The global cryptocurrency industry has been slammed by setbacks, scandals and high-profile failures in recent months, sparking a regulatory rush to protect consumers from fraud and scams.
Global finance was rocked by the collapse of Silicon Valley Bank last week, and the digital currency sector was hit hard by the demise of US crypto lenders Silvergate and Signature — just months after the bankruptcy of troubled crypto exchange trading platform FTX.
Regulators are increasingly keen for oversight of a sector which boomed during the Covid pandemic when many people were stuck at home.
The global crypto market stands at more than $1 trillion and has risen sharply in recent months, although it remains far below its 2021 peak of $3 trillion.
The number of crypto customers “grew during the Covid lockdowns”, Martin Walker, head of banking at the Dutch-based Center for Evidence-Based Management, told AFP.

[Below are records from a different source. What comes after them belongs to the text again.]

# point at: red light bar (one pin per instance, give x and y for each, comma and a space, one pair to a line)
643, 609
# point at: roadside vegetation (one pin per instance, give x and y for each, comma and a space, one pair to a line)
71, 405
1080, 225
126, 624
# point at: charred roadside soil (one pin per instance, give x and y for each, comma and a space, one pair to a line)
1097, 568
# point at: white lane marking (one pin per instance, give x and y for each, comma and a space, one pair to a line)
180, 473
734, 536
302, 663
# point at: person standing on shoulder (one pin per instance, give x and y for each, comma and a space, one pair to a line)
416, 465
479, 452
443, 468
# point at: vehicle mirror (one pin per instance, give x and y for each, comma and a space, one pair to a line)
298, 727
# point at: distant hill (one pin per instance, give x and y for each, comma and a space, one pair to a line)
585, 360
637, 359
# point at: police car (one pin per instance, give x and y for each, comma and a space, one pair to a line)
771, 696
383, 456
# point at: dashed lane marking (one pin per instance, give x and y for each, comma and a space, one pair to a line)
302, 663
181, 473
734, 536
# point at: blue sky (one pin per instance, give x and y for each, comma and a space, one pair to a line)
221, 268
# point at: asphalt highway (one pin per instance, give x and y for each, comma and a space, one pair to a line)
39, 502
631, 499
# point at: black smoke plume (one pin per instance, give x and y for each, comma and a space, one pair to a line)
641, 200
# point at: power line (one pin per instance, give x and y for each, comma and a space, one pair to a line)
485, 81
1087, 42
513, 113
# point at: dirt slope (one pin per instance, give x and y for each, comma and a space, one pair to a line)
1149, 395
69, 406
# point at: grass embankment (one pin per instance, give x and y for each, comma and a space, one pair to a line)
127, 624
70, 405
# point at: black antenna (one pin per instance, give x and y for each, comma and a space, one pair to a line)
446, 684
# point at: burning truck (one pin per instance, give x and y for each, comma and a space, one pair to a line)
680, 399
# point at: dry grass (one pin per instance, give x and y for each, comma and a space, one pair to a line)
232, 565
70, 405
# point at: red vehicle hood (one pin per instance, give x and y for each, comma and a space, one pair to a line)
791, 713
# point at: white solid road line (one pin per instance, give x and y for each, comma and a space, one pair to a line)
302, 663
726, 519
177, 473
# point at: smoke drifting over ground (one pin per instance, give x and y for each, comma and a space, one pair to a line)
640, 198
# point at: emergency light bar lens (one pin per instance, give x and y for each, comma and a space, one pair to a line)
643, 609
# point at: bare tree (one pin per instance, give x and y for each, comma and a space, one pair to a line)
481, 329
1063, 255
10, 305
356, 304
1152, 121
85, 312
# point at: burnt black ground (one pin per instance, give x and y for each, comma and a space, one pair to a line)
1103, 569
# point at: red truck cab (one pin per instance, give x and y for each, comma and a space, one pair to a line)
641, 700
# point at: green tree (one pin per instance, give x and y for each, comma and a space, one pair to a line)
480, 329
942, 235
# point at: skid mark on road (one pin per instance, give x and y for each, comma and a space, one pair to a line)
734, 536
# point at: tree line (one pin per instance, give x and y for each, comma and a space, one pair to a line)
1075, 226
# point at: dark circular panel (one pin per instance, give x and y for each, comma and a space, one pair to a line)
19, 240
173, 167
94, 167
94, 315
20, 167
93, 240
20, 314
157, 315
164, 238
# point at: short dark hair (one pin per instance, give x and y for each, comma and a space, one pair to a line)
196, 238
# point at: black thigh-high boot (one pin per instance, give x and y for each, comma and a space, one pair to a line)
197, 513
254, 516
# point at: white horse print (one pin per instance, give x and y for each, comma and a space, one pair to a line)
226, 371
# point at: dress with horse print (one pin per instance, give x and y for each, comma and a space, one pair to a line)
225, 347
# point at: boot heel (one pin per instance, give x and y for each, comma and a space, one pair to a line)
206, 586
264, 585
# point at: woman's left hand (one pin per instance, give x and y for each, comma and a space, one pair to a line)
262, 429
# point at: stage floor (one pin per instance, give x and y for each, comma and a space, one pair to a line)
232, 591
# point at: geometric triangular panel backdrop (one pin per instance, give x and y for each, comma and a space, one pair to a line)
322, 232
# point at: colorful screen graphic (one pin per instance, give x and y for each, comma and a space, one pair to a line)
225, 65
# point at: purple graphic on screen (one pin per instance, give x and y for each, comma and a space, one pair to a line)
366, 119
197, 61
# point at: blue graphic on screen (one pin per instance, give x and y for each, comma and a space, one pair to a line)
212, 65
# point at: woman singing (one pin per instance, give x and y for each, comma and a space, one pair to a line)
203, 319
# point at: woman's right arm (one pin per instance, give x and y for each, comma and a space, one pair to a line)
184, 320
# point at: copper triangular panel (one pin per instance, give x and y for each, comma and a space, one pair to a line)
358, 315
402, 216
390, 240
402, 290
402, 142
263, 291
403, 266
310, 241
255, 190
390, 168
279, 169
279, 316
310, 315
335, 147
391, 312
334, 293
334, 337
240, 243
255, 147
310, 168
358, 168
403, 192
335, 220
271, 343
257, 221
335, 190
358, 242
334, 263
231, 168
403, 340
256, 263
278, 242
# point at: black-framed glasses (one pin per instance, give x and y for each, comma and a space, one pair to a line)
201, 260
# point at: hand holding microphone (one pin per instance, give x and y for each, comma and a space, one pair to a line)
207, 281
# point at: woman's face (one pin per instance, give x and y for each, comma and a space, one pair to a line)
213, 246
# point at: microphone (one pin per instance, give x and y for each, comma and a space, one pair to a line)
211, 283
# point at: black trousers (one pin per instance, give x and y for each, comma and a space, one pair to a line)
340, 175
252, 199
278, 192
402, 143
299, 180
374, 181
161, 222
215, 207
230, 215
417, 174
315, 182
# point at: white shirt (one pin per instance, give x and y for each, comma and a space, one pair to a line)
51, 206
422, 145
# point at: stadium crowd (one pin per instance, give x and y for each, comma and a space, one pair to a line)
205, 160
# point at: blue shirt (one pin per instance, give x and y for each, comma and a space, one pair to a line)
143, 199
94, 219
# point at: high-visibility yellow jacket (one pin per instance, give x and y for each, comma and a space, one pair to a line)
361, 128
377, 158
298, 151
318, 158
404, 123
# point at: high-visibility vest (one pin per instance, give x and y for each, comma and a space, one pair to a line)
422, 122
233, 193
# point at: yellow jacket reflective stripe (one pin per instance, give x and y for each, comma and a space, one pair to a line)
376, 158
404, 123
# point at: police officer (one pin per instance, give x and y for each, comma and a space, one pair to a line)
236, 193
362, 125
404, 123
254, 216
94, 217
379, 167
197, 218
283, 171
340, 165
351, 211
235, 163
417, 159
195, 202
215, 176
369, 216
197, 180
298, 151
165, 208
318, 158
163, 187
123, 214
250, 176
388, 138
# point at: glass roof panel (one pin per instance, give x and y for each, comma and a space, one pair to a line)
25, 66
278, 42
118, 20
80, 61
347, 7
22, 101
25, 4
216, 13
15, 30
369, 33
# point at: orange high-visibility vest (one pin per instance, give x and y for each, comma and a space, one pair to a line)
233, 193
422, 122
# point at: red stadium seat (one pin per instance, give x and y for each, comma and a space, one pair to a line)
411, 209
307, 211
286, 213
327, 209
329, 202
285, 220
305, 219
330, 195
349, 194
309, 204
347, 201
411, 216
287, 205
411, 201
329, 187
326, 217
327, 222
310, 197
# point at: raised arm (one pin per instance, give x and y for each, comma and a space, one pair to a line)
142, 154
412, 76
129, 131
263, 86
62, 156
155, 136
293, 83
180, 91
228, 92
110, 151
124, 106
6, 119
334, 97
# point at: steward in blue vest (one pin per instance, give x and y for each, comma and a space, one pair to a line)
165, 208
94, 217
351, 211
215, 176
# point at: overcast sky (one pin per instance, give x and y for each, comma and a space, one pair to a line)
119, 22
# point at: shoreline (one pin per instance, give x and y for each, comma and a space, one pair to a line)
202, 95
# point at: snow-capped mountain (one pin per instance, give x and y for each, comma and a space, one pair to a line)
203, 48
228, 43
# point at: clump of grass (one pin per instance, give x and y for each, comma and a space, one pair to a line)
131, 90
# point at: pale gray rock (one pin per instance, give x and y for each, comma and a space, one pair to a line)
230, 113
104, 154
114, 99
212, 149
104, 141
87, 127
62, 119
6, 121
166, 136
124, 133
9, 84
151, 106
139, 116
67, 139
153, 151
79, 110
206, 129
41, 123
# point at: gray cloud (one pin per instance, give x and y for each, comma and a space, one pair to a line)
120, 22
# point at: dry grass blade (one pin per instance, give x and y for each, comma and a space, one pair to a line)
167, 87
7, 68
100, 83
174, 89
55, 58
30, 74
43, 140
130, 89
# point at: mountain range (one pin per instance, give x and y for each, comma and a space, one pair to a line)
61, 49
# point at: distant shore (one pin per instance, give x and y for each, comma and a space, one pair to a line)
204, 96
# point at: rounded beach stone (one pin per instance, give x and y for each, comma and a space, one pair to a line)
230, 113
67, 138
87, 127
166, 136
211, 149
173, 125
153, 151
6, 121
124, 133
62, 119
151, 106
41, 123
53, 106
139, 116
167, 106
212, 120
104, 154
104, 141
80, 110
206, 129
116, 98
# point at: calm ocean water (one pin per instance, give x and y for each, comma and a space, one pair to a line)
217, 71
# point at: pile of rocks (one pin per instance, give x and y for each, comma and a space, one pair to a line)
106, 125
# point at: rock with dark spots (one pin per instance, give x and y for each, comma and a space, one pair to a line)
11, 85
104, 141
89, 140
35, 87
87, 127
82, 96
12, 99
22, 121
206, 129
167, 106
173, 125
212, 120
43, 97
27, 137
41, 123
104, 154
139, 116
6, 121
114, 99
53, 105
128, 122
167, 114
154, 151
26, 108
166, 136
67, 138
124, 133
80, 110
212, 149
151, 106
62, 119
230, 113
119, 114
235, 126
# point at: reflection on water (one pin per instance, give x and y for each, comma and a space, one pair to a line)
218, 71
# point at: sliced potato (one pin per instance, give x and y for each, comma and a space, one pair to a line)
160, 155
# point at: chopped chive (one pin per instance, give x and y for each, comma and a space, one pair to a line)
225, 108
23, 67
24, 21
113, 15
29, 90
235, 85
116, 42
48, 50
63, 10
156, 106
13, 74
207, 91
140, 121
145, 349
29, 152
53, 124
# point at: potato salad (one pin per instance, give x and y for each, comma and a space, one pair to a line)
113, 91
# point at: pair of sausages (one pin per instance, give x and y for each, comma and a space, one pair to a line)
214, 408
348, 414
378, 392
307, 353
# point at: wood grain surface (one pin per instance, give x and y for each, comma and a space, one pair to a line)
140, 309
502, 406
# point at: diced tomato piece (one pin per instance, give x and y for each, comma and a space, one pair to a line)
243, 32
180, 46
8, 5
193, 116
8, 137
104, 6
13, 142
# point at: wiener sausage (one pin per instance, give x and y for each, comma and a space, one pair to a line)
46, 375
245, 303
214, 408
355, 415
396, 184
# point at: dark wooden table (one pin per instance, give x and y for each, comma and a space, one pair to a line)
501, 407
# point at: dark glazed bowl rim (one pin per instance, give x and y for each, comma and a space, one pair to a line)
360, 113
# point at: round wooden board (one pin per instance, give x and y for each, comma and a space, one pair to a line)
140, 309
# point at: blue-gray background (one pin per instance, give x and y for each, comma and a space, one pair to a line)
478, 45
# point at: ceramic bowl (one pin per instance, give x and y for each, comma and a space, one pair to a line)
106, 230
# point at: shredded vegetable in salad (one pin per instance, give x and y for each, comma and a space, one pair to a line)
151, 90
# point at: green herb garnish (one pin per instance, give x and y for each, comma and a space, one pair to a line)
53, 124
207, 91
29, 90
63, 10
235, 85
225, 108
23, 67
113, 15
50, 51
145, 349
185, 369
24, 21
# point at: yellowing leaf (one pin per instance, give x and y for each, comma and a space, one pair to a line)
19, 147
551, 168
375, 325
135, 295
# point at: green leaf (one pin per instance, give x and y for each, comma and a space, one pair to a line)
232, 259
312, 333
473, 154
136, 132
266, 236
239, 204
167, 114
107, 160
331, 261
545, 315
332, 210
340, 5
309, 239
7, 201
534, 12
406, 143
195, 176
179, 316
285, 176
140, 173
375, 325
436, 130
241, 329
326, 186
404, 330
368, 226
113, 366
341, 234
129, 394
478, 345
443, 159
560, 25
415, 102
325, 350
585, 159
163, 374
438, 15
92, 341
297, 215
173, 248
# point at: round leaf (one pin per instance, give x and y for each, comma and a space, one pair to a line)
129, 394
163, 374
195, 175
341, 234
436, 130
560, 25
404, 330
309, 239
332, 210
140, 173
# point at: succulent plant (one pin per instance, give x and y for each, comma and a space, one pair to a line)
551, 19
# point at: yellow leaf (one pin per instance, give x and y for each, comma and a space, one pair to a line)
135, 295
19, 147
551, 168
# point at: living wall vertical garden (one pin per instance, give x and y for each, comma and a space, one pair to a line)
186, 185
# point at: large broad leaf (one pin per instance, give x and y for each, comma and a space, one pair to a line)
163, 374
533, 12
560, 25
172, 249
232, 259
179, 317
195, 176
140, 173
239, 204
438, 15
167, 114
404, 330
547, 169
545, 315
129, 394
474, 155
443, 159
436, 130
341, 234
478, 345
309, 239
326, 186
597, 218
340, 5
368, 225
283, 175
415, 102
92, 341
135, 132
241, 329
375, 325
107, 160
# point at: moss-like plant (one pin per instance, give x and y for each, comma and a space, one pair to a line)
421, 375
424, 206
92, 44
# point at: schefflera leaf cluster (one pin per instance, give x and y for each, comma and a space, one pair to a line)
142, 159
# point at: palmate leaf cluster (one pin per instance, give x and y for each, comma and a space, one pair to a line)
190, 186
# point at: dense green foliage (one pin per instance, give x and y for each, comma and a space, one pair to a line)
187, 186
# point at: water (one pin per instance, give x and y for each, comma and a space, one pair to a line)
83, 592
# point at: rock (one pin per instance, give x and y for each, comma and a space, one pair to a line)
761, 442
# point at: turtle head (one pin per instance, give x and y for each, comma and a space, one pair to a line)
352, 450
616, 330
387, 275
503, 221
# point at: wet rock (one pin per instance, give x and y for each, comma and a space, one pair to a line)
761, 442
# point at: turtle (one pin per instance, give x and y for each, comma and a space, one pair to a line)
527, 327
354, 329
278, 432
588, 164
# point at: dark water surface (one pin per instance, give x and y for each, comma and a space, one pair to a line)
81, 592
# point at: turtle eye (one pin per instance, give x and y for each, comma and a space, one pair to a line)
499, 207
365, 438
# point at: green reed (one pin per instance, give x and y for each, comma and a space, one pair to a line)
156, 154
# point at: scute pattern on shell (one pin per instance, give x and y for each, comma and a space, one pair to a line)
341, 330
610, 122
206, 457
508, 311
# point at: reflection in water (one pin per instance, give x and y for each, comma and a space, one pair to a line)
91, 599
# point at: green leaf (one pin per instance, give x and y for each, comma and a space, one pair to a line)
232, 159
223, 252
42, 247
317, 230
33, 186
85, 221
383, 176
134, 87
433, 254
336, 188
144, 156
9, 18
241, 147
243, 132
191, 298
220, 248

“They joined an unregulated market, investing with huge risks but not realising they were investing in unregulated and not (always) legal assets,” said Walker, who organized a London conference last year of cryptocurrency critics.
He argued that trading platforms were conflicted by their unique position.
“They do have conflict of interests (…) as owners are at the same time both taking risk positions in crypto and selling these assets to their consumers,” Walker added.
In the United States, officials are working on a framework to oversee crypto firms, but in September the White House asked regulators to use similar regulatory rules that are applied to other financial service providers.
As a result, the Securities and Exchange Commission (SEC) markets regulator took legal action against crypto lenders Genesis and Gemini.
And in February, the SEC ordered crypto firm Paxos Trust to stop issuing dollar-pegged cryptocurrency BUSD, a stablecoin, for the world’s biggest trading platform Binance.
European Union draft laws, scheduled to take effect next year, will compel crypto platforms to be more rigorous and transparent in their operations.